ONLY naive souls or blind ideologues thought that Russia’s aggression against Ukraine would end well. It will not. And the longer it continues, the worse it will be for everyone.
Did Vladimir Putin actually believe that the West would accept his annexation of more Ukrainian territory? Or that Ukrainians would overthrow their leadership, replacing it with a pro-Russian government? Did the West, after dismissing US President Joseph Biden’s early warnings about Russian intentions, believe that belated outrage and displays of resolve would mobilise the world community forcing Putin to give up?
At this point, the Russians have invested too much prestige and resources to withdraw. Ukrainians’ national pride is at stake, plus justifiable fear of Russian intentions. They won’t just surrender and accept defeat.
Now in its fifth month, despite frequent reports of the Russian military’s exhaustion or a flagging Ukrainian resistance, no end is in sight and the widespread devastation of Ukraine continues. The reality is that no one can or will win this war.
Additional costs will only become apparent in the years to come – including the fate of millions of Ukrainian refugees, forced to flee their country or internally displaced. Only the naive assume that when the hostilities end, the refugees will simply return. And the longer the war continues, and the more damage done, the more refugees who will be unable or will choose not to return. Will countries who were initially welcoming remain so?
In addition, unanticipated geopolitical transformations are slowly beginning to take shape in response to this war. Immediately after the invasion, Biden spoke of a world united to oppose Russia. Weapons and aid were sent to Ukraine, and Nato countries enacted ever-expanding Russian sanctions. These crippling economic measures were to isolate Russia, devastate its economy, and bring the bear to its knees.
Some of these measures were necessary, others justifiable. Yet, the far-reaching economic measures and isolation efforts will have consequences, both intended and unintended.
The loss of Russian oil and gas and Russian-blockaded Ukrainian wheat are having a devastating impact on Eastern and Western economies and peoples. Unable to immediately transition, Russia has managed to recoup some of its losses by selling its vital resources in Asian markets. Because of restrictions on Russia’s ability to trade in dollars, they have demanded payment in roubles, giving their currency a needed boost.
Meanwhile, rising fuel and flour costs are destabilising countries, both rich and poor. And the scramble to find new sources of oil and gas are dangerously impacting critical climate goals.
Lacking trust in consistent US leadership after two decades of dizzying shifts in US policies, many nations have hesitated or outright refused to join a united front to oppose Russia.
US and other Western diplomats’ continued pressure on Latin American, Arab, and Asian countries to join their campaign to punish and isolate Russia have been politely rebuffed. These countries have reminded their Western interlocutors that they must place their own economic and geopolitical interests first just as many Western nations have done. One analyst has cynically described the emerging US/Nato coalition as “the West against the rest”.

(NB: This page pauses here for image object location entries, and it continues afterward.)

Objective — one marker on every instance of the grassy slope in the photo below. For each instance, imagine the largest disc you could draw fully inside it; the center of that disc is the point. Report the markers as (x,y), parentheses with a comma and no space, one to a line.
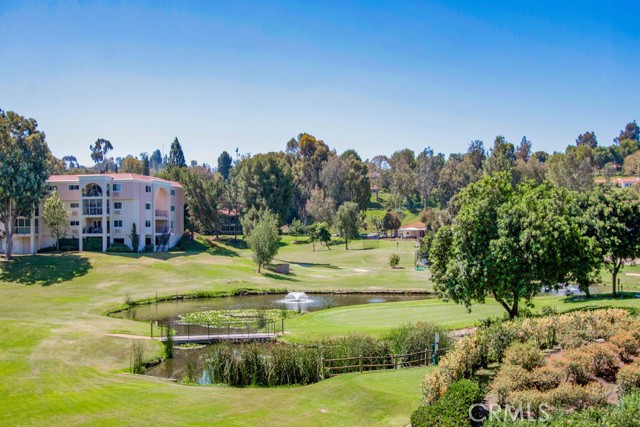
(58,366)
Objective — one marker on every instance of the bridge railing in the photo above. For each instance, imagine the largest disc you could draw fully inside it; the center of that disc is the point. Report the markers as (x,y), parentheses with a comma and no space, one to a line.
(247,328)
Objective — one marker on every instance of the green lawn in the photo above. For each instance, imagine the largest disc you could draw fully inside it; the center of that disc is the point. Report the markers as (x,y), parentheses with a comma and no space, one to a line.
(59,366)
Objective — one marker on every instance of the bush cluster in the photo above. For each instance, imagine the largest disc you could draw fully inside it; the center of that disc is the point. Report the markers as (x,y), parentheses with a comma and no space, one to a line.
(286,364)
(452,409)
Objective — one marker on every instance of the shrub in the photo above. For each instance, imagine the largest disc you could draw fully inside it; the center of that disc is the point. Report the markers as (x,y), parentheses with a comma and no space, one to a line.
(509,379)
(546,377)
(628,378)
(459,362)
(413,338)
(452,410)
(435,384)
(604,359)
(626,414)
(119,248)
(527,355)
(626,343)
(531,402)
(394,260)
(578,397)
(574,365)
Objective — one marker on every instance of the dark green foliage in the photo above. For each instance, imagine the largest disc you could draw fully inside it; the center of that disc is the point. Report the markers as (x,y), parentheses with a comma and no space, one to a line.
(452,409)
(92,244)
(278,364)
(176,156)
(224,164)
(119,248)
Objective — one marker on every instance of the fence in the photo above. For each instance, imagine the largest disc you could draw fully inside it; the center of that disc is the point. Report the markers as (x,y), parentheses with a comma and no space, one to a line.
(250,328)
(371,363)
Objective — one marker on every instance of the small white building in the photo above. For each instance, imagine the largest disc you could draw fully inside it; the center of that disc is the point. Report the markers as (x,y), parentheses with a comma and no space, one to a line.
(415,230)
(104,207)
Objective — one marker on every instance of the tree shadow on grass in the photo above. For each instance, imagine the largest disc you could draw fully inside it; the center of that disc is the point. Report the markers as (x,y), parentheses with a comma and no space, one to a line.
(310,264)
(44,270)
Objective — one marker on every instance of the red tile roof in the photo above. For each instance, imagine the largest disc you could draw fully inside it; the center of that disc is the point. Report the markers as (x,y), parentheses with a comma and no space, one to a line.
(116,176)
(414,225)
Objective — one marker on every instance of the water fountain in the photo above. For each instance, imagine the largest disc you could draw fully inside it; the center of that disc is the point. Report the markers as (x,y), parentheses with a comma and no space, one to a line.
(296,297)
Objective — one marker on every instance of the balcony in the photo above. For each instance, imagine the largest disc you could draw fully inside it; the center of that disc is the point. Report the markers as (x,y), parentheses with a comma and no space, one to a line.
(92,211)
(92,230)
(25,230)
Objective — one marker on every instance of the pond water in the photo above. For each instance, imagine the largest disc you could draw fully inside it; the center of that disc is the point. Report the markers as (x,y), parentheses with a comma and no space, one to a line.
(170,310)
(176,367)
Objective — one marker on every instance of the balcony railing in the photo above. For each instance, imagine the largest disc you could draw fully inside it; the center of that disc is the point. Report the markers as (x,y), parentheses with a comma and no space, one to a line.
(92,211)
(25,230)
(92,230)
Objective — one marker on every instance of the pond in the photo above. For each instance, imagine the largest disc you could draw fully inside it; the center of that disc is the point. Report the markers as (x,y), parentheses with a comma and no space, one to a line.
(175,367)
(170,310)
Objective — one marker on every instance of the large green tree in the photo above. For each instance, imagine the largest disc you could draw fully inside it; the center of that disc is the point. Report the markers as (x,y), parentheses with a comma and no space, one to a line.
(308,155)
(347,220)
(319,232)
(24,169)
(266,182)
(428,167)
(615,224)
(176,156)
(224,164)
(505,243)
(54,215)
(264,240)
(99,151)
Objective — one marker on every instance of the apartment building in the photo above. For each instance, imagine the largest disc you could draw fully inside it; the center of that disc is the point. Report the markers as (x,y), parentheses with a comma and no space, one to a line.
(103,208)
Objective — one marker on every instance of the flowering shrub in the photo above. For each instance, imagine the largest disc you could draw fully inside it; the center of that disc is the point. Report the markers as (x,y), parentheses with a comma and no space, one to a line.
(509,379)
(628,378)
(546,377)
(527,355)
(626,343)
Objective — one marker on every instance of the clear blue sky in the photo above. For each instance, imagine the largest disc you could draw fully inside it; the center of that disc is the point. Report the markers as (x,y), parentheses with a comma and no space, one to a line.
(374,76)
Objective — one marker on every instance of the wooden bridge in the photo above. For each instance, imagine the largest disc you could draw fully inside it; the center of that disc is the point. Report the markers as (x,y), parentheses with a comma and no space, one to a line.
(181,333)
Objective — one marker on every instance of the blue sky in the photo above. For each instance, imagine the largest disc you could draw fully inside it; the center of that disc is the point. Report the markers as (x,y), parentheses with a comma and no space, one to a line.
(373,76)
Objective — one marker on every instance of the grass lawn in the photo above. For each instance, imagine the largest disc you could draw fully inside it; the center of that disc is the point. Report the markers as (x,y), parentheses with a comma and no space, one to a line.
(60,366)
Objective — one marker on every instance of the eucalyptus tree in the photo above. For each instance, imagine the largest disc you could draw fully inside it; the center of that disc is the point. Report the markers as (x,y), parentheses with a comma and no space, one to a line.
(24,169)
(347,221)
(99,151)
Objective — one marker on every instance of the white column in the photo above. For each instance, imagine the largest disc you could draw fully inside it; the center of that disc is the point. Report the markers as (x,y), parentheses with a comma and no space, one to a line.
(104,218)
(32,229)
(153,215)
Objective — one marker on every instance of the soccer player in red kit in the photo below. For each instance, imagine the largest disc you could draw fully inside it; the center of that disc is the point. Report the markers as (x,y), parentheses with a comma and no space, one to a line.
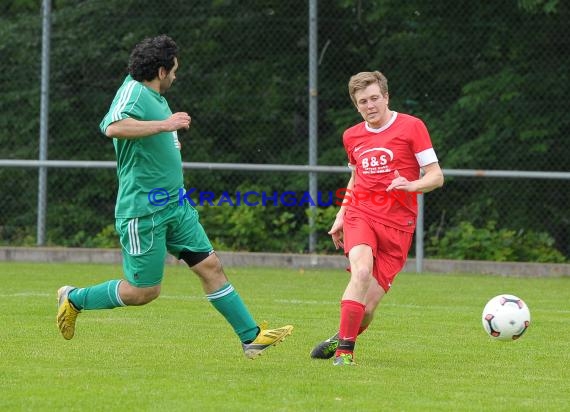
(377,219)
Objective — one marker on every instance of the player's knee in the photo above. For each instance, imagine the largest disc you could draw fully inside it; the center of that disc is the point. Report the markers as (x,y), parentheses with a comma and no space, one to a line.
(362,275)
(136,296)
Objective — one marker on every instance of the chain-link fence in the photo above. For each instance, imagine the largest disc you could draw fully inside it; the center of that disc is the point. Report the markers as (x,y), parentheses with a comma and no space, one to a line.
(489,80)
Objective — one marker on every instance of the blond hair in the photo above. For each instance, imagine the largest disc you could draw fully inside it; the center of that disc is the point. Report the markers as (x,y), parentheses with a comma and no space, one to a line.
(362,80)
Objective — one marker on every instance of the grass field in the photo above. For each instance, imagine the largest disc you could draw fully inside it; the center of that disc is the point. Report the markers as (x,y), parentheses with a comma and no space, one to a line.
(426,350)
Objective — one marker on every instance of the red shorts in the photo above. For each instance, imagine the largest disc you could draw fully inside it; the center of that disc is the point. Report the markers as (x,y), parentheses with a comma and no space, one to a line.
(390,246)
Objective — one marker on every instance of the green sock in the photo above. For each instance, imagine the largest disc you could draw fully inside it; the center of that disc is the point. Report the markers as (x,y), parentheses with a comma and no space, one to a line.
(102,296)
(227,301)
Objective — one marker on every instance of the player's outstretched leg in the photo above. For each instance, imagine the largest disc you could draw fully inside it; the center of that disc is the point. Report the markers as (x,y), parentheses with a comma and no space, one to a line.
(325,349)
(66,312)
(265,339)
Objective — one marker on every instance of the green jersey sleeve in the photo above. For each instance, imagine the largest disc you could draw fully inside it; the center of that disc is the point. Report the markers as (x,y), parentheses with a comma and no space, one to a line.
(125,104)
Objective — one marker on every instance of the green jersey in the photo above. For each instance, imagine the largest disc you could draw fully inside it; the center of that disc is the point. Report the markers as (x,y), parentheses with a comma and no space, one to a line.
(147,165)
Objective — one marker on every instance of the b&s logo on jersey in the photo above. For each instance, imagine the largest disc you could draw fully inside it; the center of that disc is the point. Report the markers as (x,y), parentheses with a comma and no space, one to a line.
(375,160)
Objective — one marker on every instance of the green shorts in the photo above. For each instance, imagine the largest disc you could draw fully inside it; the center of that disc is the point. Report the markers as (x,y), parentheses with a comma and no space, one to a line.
(146,239)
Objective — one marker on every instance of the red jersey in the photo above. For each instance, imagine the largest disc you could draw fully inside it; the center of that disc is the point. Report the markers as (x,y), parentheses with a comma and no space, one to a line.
(403,144)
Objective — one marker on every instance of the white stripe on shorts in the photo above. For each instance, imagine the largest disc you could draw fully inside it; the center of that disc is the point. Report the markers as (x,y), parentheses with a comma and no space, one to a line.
(134,240)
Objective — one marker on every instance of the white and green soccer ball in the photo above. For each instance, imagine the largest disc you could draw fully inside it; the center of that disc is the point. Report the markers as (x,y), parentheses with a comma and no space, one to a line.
(506,317)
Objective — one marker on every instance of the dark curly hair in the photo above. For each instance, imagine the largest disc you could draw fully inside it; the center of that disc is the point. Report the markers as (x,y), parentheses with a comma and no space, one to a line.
(150,55)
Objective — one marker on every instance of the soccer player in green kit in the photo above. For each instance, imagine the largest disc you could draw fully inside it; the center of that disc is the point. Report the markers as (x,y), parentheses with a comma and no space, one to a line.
(144,132)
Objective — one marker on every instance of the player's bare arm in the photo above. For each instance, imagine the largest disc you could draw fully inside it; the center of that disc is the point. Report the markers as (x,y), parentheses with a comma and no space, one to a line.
(132,129)
(432,179)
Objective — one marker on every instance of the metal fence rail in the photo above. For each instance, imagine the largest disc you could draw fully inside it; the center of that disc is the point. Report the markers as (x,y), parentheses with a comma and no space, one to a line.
(420,229)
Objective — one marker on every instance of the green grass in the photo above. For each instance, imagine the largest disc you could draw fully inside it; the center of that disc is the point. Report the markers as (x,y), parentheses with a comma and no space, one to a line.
(425,351)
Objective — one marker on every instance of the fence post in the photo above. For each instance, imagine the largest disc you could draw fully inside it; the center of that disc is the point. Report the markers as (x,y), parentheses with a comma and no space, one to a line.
(313,123)
(44,121)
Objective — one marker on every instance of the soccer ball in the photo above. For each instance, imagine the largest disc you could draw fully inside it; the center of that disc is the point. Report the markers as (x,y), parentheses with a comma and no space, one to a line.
(506,317)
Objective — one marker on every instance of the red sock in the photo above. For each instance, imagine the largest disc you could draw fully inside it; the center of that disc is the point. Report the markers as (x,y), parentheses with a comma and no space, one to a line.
(351,315)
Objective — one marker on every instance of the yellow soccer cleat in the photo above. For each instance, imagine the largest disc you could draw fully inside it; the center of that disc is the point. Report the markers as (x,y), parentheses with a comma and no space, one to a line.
(265,339)
(66,312)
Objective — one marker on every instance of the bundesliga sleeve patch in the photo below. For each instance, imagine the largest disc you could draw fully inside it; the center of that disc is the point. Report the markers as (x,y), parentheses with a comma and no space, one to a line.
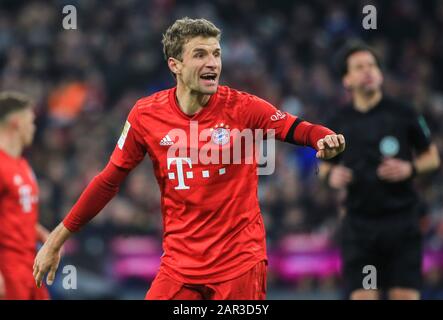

The longer this conflict continues, the more fixed some of these emerging economic and political realities become, and the greater the danger that the world will become more deeply divided in a new Cold War. Relations will fray, economies will suffer, antagonisms will fester, and new conflicts will emerge.
Now we face the same choices as five months ago – either pouring more fuel on the fire or mobilising international pressure to forge a negotiated solution. Finding a way forward won’t be easy or even palatable. Sacrifices will be required and neither side will get what it wants. But it’s either that or a continued downward spiral to a divided and dystopian new world order – one we should seek to avoid at all costs.